Robert soñaba en demasía jugueteando con una masa que solo el poder entendía. Al polvo, un manuscrito cuenta que una caja musical le coqueteó mientras una manivela inundaba sus oídos con chorros de Frère Jacques. Esos dientes chocando vértebras de metal, afinadas y dramáticas, amortiguaban en esponjas los sueños de un niño. Descubrió así la tentación de silbarle a lo épico: a Roma y a su Coliseo, a Grecia y sus órdenes, a China y su Gran Muralla. Con una boina que lo lucía ergotista pronto se convirtió en un profeta callejero, en el mayordomo de los aires venideros. El colegio, como a todos los demás, le parecía un lugar normal aunque, en la oscuridad era donde ubicaba su alegría infante, al lado de los meridianos del planeta. El muchacho de forma rebelde terminaba al amanecer siempre, pareando sus ideas con los cartuchos de la era industrial.

Las barbas de las alturas recibían el humo del carnaval ardiente, en la amplia rotonda. Una señora con pasteles se alzó en la historia. Una armonía envuelta en un canal y la estatua se volvía más amarilla a costumbre francesa. Robert con sus grandes manos anhelaba separar a los pueblerinos del artilugio para tener una charla con el secreto de su fuego. Veía cómo se alumbraban esas crujientes ánimas. Blancas, explosivas, ellas cabalgaban en nacimiento y emergían de un amplio pasillo, deslizándose libre por el atajo de azúcares y estacionando luego su cuerpo en alguna región de alguna compañera, en una bolsita de humildad. En tanto, por otros espacios aislados, había una mujer que colgaba la ropa y una de sus hijas juró ver un ratoncito entre las galas de un callejón, pero nada importaba. Aquí era infeliz solo el pobre del alma porque… viajaron los laureados roedores a través de surcos rumoreados y se hicieron de un banquillo oculto en las fauces de la rúa. ¿Alguien haría algo contra eso? ¿Había alguien que no gozara de los placeres estrellados? ¿Había alguien que no tuviera en su rostro una medialuna? ¿Había alguien?

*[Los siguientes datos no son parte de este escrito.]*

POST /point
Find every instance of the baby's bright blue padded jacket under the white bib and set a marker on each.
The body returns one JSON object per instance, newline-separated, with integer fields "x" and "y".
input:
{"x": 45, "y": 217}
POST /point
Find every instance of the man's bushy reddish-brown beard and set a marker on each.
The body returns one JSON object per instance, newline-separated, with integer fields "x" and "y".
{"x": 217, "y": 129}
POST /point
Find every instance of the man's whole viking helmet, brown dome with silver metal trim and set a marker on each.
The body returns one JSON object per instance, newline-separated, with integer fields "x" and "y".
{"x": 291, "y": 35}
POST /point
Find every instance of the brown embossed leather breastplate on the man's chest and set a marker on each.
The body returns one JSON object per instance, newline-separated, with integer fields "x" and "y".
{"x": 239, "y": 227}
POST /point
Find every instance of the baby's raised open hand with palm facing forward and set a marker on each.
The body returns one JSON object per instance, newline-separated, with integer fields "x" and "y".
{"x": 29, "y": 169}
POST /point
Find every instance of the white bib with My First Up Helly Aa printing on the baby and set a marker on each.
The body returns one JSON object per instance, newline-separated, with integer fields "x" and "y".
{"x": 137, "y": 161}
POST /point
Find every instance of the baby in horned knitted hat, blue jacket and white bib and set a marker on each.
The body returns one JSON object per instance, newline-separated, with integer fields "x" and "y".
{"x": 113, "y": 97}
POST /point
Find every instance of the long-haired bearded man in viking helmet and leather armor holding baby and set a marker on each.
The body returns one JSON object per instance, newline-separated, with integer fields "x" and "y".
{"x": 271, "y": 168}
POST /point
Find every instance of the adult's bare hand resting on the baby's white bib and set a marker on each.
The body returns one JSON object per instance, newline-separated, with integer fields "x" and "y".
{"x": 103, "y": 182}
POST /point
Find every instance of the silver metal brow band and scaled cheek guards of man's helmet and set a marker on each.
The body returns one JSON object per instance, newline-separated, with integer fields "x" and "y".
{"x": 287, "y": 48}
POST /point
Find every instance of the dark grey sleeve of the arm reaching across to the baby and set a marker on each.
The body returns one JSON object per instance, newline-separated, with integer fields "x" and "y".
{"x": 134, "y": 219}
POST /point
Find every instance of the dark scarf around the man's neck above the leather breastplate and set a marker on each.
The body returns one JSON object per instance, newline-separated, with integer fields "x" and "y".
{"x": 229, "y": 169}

Con el paraguas de los aplausos colectivos, dejando todo atrás, nuestro pequeño amigo se marchó a su destellante habitación a ofrecer su práctica a los planos que ilustró inspirado en el horno maderero. A su paso la noche lo cubría. Entre cálculos y grafito se volcaron tuercas con memoria y cadenas diablas. Buceó en todos los mensajes de un relato hecho sangre, porque así miraban los obreros el horizonte y Robert lo sabía. Sin embrago, en hipnosis estaba por los avances y el descubrimiento. Recogió con guantes la vida de muchos y transó más de un bostezo con tal de invocar más centímetros a su flamante talento imaginativo. Su quijada crecía abundante mientras un tumor lleno de ambición alargaba sus ojos. Ya luego se entrometían engranajes puros. Imaginó que funcionaría, imaginó que sería dueño de su propio relámpago. Con presteza despedazó un arcoíris, abotonándose de este modo a la egocéntrica innovación en su cintura de niño. Con lentes racionó combustible en los bolsillos de un armatoste gigante, tan grande que lo superaba a él solo si este se decidiera sacarse los botines que usaba. Aumentaban los nervios. Y cuando creyó estar listo, cuando de verdad creyó estar listo, inició la autómata aventura de realizar una puesta en marcha, robándole la inactividad para así reír triunfado, pero nada supo reaccionar, y los hilos se tensaron en las manos del genio. Todo en vano, un montón de chatarra bien equilibrada, bien adornada, qué lamentable, aunque… de pronto, se empezó a mover. Vibraba, se le retorcían las cadenas, el aceite lubricado se le subía al metal. Tiritaba completo y Robert solo miraba, sin saber qué mover, confiado ya en que caía desde lo alto junto a su esfuerzo. Mientras las nubes veía, por el solo miedo al fracaso cerró su vista y resguardó sus anteojos a tiempo de la explosión. Una idea completa, con miembros arrancando golilla a golilla. Batallando entre el polvo aireado, Robert notó que nada quedó de aquel sudor y miró con diferenciada óptica lo increíble: una pequeña semilla plantada en un recipiente ferroso. A su asombro, convocado a su naturalidad, el muchacho ahí supo que tenía un nuevo y mejor hallazgo porque,  rompiendo el vidrio alabado del futuro, ahora él halló en la tierra esa belleza de un buen sorbo, eso que nunca los aparatos le supieron dar, y que en fiel piel siempre buscó hasta la avaricia.